Anglican Leader in Iraq Suspended in ISIS Funding Inquiry
Timothy C. Morgan Religious persecution, missions, Christianity around the world
- Updated Jun 27, 2016
The Rev. Andrew White, acclaimed as the Anglican “Vicar of Baghdad” for his outreach among Iraqi Christians, has been suspended with pay and his British charity placed under official investigation over allegations that money used to redeem sex slaves ended up in the hands of the Islamic State.
“We never gave the bad guys one penny,” White said in denying the charges.
The U.K.’s official Charity Commission on Thursday (June 23) “confirmed that it opened a statutory inquiry into the Foundation for Relief and Reconciliation in the Middle East on June 9, 2016.”
The commission declined to comment further on White’s organization, which also goes by the acronym FRRME.
“The foundation is cooperating fully with the appropriate authorities,” FRRME said on its website. “It would be inappropriate to comment further on an active investigation other than to say that the foundation believes at this stage that the alleged incident stemmed from a genuine desire by Canon White to help others.”
White became a hero to many as he stood by his congregation, St. George’s Church in Baghdad, the only Anglican parish in Iraq, throughout more than a decade of brutal war after the 2003 U.S. invasion.
He also spoke out for persecuted Christians in Iraq as the Christian population was decimated in the aftermath of the invasion, dropping from some 1.5 million to about 200,000 today.
White has personally been shot at and kidnapped and rebuilt his church after a bombing. The archbishop of Canterbury ordered him to leave Iraq for security reasons in 2014 and he has since been focused on charity work with FRRME.
FRRME had income of $4.4 million in 2014 for relief and reconciliation outreach in Iraq, Jordan, Lebanon, Cyprus and Israel.
But the work of ransoming is controversial. Critics of the redemption of hostages from ISIS for cash say that the practice in reality finances further acts of terror and hostage-taking.
“As you may have heard, I have been suspended from my role as president of the FRRME,” White posted on his Facebook page Thursday. “This is in response to some inaccurate statements I made about our work with and funding for the former slave girls taken by ISIS.

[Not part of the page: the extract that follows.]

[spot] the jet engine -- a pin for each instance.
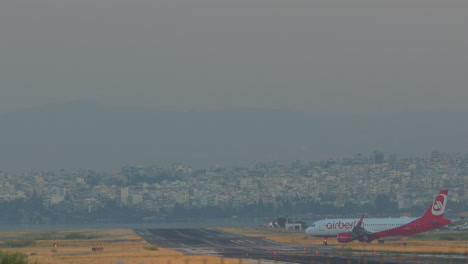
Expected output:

“What is clear is that at no time did we pay money to any terrorists. Whilst I cannot work on behalf of the FRRME, I continue to lead worship and support individuals that we are helping.”
In a brief email interview White added:
“We never gave the bad guys one penny. We were just helping those who had been released.”
He denied any direct involvement with the controversial redemption efforts of Canadian Steve Maman, labeled the “Jewish Schindler” for his claim to have liberated about 130 “sex slave” women and girls from ISIS, starting in 2015.
In a September 2015 interview with Jewish Voice NY, Maman, whose organization is called the Liberation of Christian and Yazidi Children of Iraq, called White “the most important aid I currently have.”
White, he said, “is a world-respected humanitarian figure. … Together we have saved more than 102 children so far, and it increases every day. Canon Andrew White has nothing to do with the liberation aspect. He handles and provides support after they are liberated.”
Another organization, Rape Is No Joke, in September 2015 filed a complaint with the office of U.S. Attorney General Loretta Lynch alleging that Maman’s group is breaking federal law by providing “material support” to ISIS.
The letter says that top dollar for a sex slave is $150, but Maman’s group pays $2,000 to $3,000 per person. “This has accelerated the pace of trade,” RINJ said.